Five domains were assessed in the final questionnaire and used in this study, including socio-demographic data, awareness, attitudes, subjective norms, and intentions.  The socio-demographic variables consisted of age, gender, education, medical specialty, current job position, medical ethics courses taken, and research and ethics review experience.

There were 6 items on HRPP awareness.  Data for these items were collected on a 3-point semantic-differential scale, i.e. "never heard of it", "heard of it but not familiar", and "heard of it and familiar." 

A total of 8 items, rated on a 7-point scale, were generated to assess physicians' attitudes toward HRPP. Each physician rated the importance of these 4 items: participants' risk and research benefit; obtaining informed consent; fairness in selecting research participants; submission of proposal to an IRB. For each one they also rated the importance of the legal or moral consequences of not considering these four items. The attitude score was generated by the sum of the multiplication of each belief and corresponding evaluation item (Ajzen & Fishbein, 1980).

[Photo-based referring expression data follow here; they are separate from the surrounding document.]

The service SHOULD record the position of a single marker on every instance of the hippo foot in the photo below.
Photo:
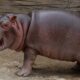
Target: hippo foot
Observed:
(23, 72)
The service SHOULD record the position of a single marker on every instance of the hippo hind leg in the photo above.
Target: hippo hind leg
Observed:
(29, 58)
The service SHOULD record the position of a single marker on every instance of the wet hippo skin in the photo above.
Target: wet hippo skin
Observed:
(54, 34)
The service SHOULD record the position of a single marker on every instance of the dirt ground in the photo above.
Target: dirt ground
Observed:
(44, 68)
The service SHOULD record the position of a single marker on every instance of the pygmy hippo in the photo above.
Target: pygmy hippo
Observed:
(54, 34)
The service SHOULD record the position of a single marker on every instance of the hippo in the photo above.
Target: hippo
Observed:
(53, 34)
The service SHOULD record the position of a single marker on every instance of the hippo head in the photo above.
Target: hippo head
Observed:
(10, 32)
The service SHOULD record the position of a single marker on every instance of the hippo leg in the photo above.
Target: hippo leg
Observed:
(76, 67)
(29, 58)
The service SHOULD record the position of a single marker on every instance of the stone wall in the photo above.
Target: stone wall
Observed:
(22, 6)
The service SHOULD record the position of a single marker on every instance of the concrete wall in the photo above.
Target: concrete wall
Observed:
(22, 6)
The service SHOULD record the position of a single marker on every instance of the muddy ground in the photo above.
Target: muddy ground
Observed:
(44, 68)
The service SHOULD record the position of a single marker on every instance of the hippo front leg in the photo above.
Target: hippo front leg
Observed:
(29, 58)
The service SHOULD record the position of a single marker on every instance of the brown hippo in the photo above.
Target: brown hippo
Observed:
(54, 34)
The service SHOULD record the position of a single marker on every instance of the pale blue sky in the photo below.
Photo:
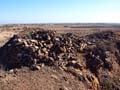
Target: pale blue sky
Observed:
(58, 11)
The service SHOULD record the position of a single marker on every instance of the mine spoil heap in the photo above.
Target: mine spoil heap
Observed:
(100, 52)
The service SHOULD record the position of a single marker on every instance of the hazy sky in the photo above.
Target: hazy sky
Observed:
(52, 11)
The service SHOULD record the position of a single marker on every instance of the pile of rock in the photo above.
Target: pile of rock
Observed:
(48, 48)
(39, 47)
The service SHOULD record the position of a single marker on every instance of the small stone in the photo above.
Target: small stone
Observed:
(35, 67)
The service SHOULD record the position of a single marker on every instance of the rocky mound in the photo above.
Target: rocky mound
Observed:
(94, 58)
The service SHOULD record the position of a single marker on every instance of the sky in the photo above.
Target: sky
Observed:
(59, 11)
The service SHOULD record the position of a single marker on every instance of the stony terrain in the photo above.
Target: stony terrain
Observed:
(48, 60)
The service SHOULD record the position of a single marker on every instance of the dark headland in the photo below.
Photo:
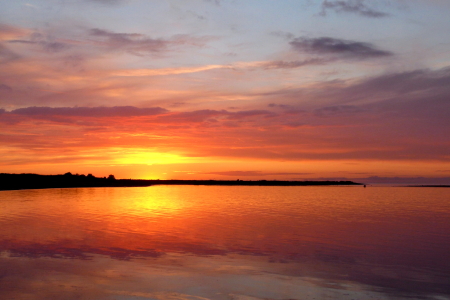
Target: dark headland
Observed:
(68, 180)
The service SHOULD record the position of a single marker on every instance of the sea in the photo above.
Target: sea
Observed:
(225, 242)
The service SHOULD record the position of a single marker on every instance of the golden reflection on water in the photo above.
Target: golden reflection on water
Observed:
(380, 236)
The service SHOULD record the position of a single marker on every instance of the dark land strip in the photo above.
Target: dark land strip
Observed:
(68, 180)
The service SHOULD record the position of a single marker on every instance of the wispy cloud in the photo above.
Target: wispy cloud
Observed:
(116, 111)
(139, 44)
(352, 6)
(339, 47)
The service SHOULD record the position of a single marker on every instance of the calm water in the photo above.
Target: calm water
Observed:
(219, 242)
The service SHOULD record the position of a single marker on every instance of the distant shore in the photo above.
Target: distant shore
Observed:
(68, 180)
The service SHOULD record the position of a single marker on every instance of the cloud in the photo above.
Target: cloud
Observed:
(337, 110)
(7, 55)
(44, 41)
(139, 44)
(116, 111)
(8, 31)
(294, 64)
(5, 88)
(352, 6)
(339, 47)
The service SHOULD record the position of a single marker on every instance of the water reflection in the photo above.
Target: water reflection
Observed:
(340, 239)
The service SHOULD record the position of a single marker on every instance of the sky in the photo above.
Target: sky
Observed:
(226, 89)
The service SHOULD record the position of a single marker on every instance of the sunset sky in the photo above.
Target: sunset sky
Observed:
(225, 89)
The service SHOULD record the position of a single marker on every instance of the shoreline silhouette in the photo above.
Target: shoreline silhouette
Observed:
(36, 181)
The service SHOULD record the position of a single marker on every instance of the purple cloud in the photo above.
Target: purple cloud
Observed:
(352, 6)
(116, 111)
(333, 46)
(295, 64)
(138, 44)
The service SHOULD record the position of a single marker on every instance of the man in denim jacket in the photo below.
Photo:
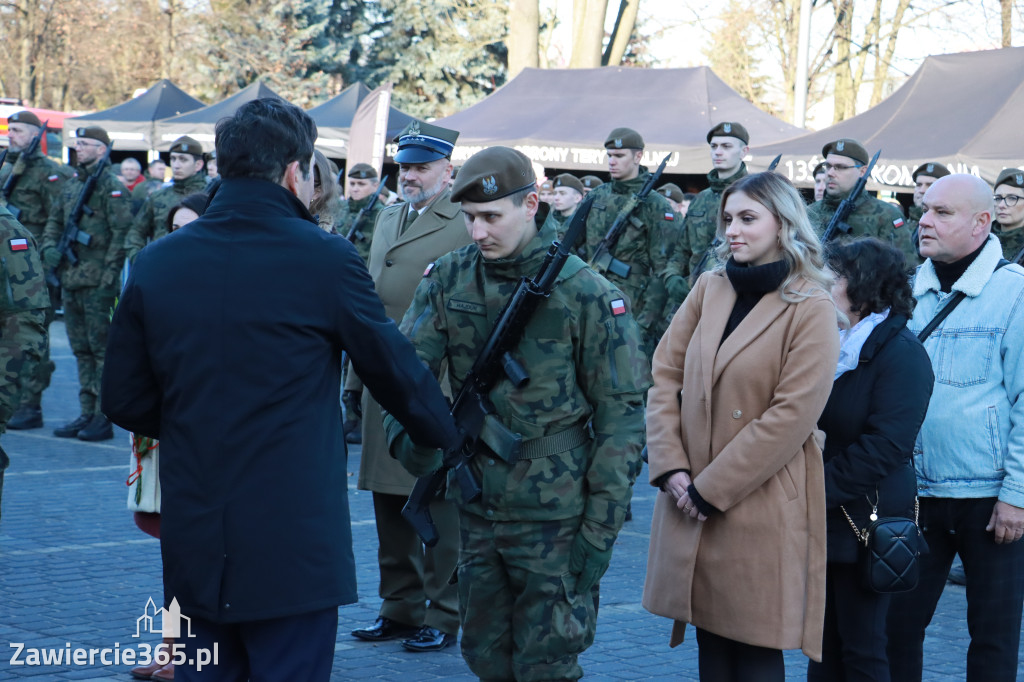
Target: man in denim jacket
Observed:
(970, 453)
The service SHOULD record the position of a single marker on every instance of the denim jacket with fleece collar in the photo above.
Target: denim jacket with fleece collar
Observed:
(972, 441)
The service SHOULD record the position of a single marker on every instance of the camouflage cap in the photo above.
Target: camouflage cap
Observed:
(422, 142)
(1012, 176)
(93, 132)
(729, 129)
(26, 117)
(850, 148)
(363, 172)
(931, 169)
(493, 174)
(624, 138)
(567, 180)
(671, 190)
(186, 144)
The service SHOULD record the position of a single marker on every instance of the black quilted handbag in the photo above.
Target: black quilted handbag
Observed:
(890, 551)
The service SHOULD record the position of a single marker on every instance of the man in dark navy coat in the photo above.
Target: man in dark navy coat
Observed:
(226, 345)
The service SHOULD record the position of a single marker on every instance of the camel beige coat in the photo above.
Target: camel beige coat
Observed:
(396, 265)
(741, 419)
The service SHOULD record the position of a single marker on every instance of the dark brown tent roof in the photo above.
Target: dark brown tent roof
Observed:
(962, 110)
(561, 117)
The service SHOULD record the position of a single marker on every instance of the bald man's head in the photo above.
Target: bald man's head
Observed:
(957, 217)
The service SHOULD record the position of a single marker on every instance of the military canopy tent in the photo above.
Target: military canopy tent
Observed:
(334, 120)
(961, 110)
(201, 123)
(561, 117)
(131, 125)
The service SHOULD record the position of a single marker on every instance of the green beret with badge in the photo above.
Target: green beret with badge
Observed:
(186, 144)
(1012, 176)
(624, 138)
(492, 174)
(850, 148)
(729, 129)
(931, 169)
(363, 172)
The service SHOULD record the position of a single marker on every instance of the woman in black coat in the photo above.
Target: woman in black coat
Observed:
(884, 382)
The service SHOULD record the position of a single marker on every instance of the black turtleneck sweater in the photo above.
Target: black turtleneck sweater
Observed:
(948, 273)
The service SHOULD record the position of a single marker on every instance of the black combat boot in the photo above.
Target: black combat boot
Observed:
(26, 417)
(71, 429)
(98, 428)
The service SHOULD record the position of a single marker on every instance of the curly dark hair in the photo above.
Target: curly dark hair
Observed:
(876, 276)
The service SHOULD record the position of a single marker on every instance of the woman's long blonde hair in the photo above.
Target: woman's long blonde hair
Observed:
(801, 248)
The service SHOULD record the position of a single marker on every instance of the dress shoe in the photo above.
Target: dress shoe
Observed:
(144, 672)
(385, 629)
(428, 639)
(26, 417)
(98, 428)
(165, 674)
(71, 429)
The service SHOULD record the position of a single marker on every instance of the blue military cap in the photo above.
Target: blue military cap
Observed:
(421, 142)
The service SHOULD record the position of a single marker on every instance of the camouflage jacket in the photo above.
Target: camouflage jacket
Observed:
(100, 261)
(582, 349)
(36, 190)
(1012, 241)
(643, 245)
(870, 217)
(151, 221)
(346, 216)
(23, 311)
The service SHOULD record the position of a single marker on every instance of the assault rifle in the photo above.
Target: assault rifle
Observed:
(602, 260)
(472, 409)
(72, 232)
(18, 170)
(354, 235)
(846, 206)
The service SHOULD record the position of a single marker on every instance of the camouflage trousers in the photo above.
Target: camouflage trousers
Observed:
(521, 616)
(87, 316)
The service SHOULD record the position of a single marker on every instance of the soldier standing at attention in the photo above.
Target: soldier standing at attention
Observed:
(151, 221)
(36, 186)
(536, 544)
(25, 306)
(1009, 225)
(729, 143)
(846, 161)
(363, 183)
(90, 285)
(923, 176)
(419, 605)
(643, 245)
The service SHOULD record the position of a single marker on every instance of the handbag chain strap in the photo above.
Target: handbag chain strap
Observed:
(863, 536)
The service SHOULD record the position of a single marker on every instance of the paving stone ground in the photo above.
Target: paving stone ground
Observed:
(74, 569)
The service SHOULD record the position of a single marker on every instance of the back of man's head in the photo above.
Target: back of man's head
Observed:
(262, 138)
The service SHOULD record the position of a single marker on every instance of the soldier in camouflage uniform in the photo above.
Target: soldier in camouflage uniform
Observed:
(24, 308)
(692, 251)
(645, 242)
(90, 285)
(847, 161)
(923, 176)
(151, 221)
(37, 186)
(1009, 223)
(536, 544)
(363, 181)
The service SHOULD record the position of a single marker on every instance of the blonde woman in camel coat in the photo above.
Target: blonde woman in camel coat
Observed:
(737, 543)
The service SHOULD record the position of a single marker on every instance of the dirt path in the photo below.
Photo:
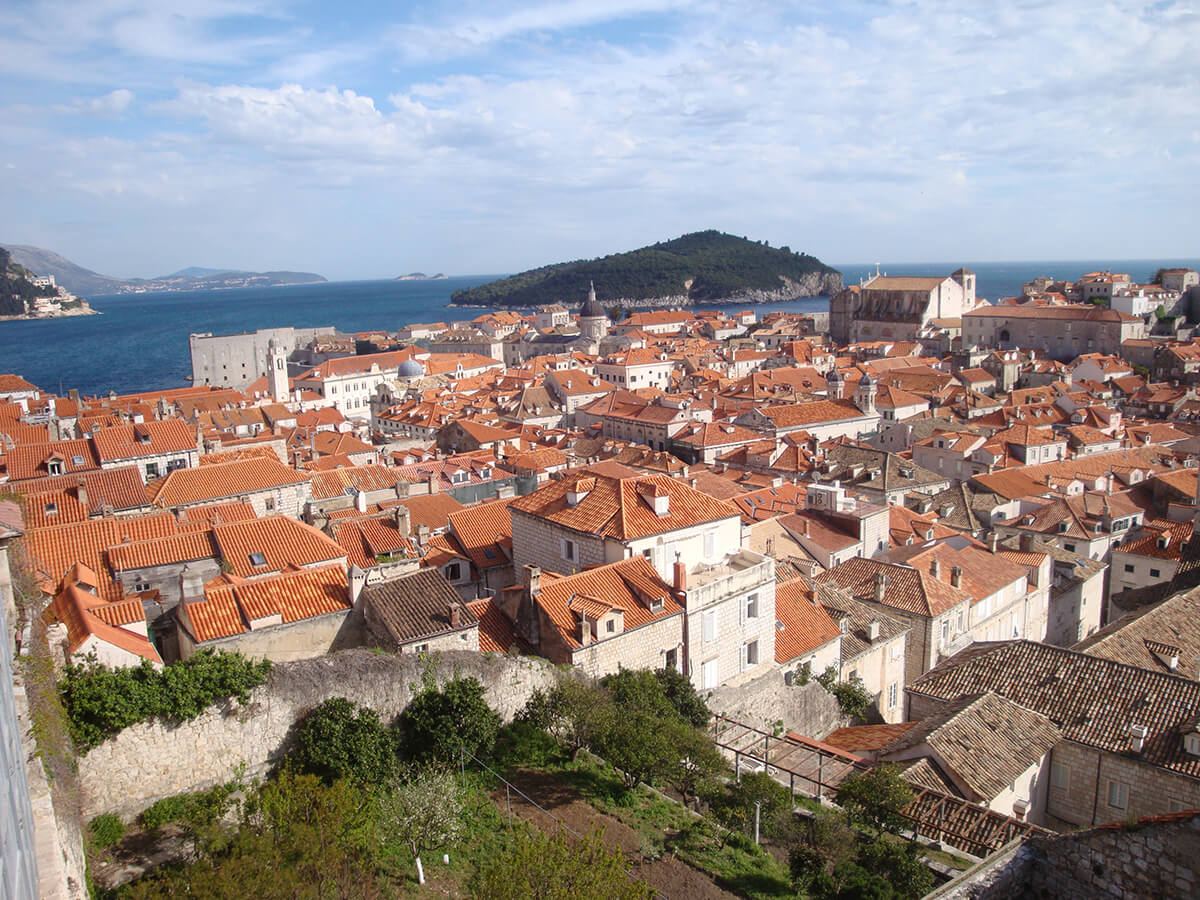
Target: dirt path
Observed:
(673, 879)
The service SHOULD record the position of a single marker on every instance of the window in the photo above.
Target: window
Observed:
(1119, 795)
(751, 654)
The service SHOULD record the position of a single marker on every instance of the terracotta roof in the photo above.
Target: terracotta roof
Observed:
(55, 550)
(340, 483)
(805, 624)
(1093, 701)
(153, 438)
(859, 738)
(77, 609)
(162, 551)
(485, 533)
(630, 585)
(280, 541)
(204, 484)
(30, 461)
(417, 606)
(906, 588)
(623, 509)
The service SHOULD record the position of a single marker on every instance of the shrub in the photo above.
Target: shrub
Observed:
(101, 701)
(341, 739)
(438, 725)
(106, 829)
(557, 869)
(875, 798)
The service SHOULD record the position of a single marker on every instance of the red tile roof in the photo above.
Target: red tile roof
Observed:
(623, 509)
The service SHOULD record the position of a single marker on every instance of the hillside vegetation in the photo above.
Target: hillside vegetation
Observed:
(703, 267)
(17, 287)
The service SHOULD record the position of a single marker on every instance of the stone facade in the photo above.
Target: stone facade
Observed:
(767, 700)
(1145, 859)
(154, 760)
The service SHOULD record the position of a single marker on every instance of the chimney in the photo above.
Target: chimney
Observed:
(355, 580)
(1138, 737)
(533, 580)
(681, 574)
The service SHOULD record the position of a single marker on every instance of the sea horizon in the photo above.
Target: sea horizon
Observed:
(141, 341)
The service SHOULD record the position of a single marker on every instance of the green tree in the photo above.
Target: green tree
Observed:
(900, 865)
(340, 739)
(424, 809)
(300, 839)
(439, 724)
(558, 869)
(876, 798)
(682, 694)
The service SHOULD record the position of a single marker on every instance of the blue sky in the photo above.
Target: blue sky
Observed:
(371, 139)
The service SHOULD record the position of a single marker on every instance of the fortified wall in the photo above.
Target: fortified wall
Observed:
(154, 760)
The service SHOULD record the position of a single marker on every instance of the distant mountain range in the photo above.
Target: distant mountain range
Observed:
(85, 282)
(699, 268)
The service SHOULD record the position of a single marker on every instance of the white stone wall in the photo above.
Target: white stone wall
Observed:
(639, 648)
(154, 760)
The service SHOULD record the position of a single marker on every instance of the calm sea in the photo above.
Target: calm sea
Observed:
(141, 341)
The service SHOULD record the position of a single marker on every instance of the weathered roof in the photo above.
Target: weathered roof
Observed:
(1093, 701)
(418, 606)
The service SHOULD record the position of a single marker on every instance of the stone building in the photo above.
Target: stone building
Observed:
(1062, 333)
(889, 307)
(1131, 741)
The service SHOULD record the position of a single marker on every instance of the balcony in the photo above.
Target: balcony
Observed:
(737, 574)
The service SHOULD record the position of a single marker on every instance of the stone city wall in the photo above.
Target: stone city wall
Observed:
(154, 760)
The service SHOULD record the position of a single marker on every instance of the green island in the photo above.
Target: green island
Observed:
(703, 267)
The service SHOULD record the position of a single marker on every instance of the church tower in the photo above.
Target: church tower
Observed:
(593, 318)
(277, 371)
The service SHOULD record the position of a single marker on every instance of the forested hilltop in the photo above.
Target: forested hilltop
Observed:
(705, 267)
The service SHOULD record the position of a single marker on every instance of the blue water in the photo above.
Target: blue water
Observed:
(139, 342)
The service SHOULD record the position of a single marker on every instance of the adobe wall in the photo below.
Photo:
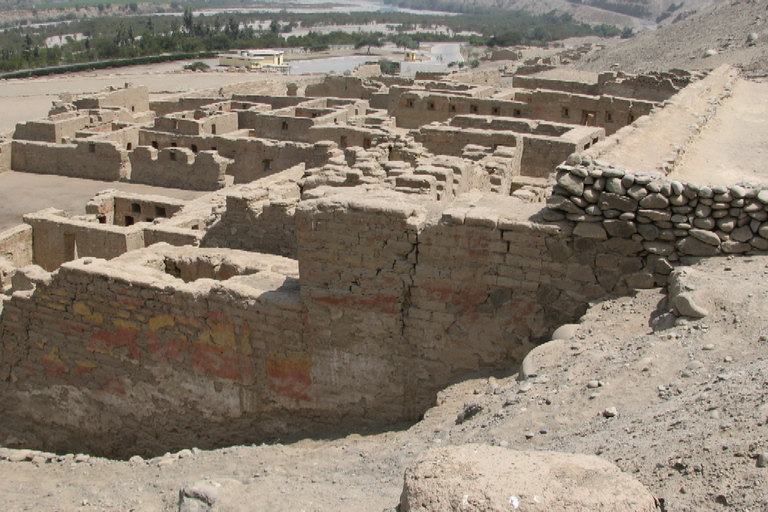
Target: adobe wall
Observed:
(124, 136)
(123, 209)
(651, 87)
(165, 107)
(5, 154)
(157, 362)
(55, 129)
(16, 245)
(131, 98)
(178, 168)
(260, 217)
(58, 238)
(570, 86)
(95, 160)
(198, 123)
(397, 295)
(347, 136)
(343, 87)
(450, 140)
(252, 158)
(609, 112)
(415, 109)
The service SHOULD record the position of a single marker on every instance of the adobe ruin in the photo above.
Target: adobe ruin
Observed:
(356, 254)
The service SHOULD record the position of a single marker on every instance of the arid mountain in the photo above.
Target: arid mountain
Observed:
(734, 32)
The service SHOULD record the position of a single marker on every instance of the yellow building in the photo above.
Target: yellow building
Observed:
(252, 59)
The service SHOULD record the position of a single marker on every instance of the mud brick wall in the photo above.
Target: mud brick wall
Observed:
(158, 360)
(178, 168)
(97, 160)
(58, 238)
(669, 220)
(449, 140)
(54, 129)
(5, 154)
(253, 158)
(16, 245)
(260, 220)
(493, 278)
(356, 259)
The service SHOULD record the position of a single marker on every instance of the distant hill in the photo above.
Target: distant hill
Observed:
(689, 42)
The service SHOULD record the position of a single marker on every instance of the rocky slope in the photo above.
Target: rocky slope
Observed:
(733, 32)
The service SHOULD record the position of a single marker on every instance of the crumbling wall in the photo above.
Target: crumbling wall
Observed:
(144, 361)
(260, 217)
(95, 160)
(449, 140)
(16, 245)
(609, 112)
(123, 209)
(178, 168)
(415, 109)
(124, 136)
(5, 154)
(165, 107)
(252, 158)
(347, 136)
(343, 87)
(55, 129)
(131, 98)
(58, 238)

Subjective norm scores were also rated on a 7-point scale, coded -3 to 3. Physicians rated their normative beliefs about how much importance their colleagues or peers gave to having a research proposal go through the IRB review process. Then they were asked their own attitude toward these actions of their peers.  Questions about whether their colleagues or peers would inform hospitals or patients before conducting research had choices also coded from 1 to 7.  The subjective norm score was then calculated by summing up the products of normative belief and motivation to comply and the scores of further questions asked for each person.

 Physicians' intention regarding HRPP was also measured on a 7-point scale. It was determined by asking, "Before conducting a study in the future, how likely would it be for you to have the research project reviewed by the (J) IRB or the Ethics Review Committee (ERC)?" and "Before conducting a study in the future, how likely is it that you would obtain the informed consent of the patients or participants in advance?" 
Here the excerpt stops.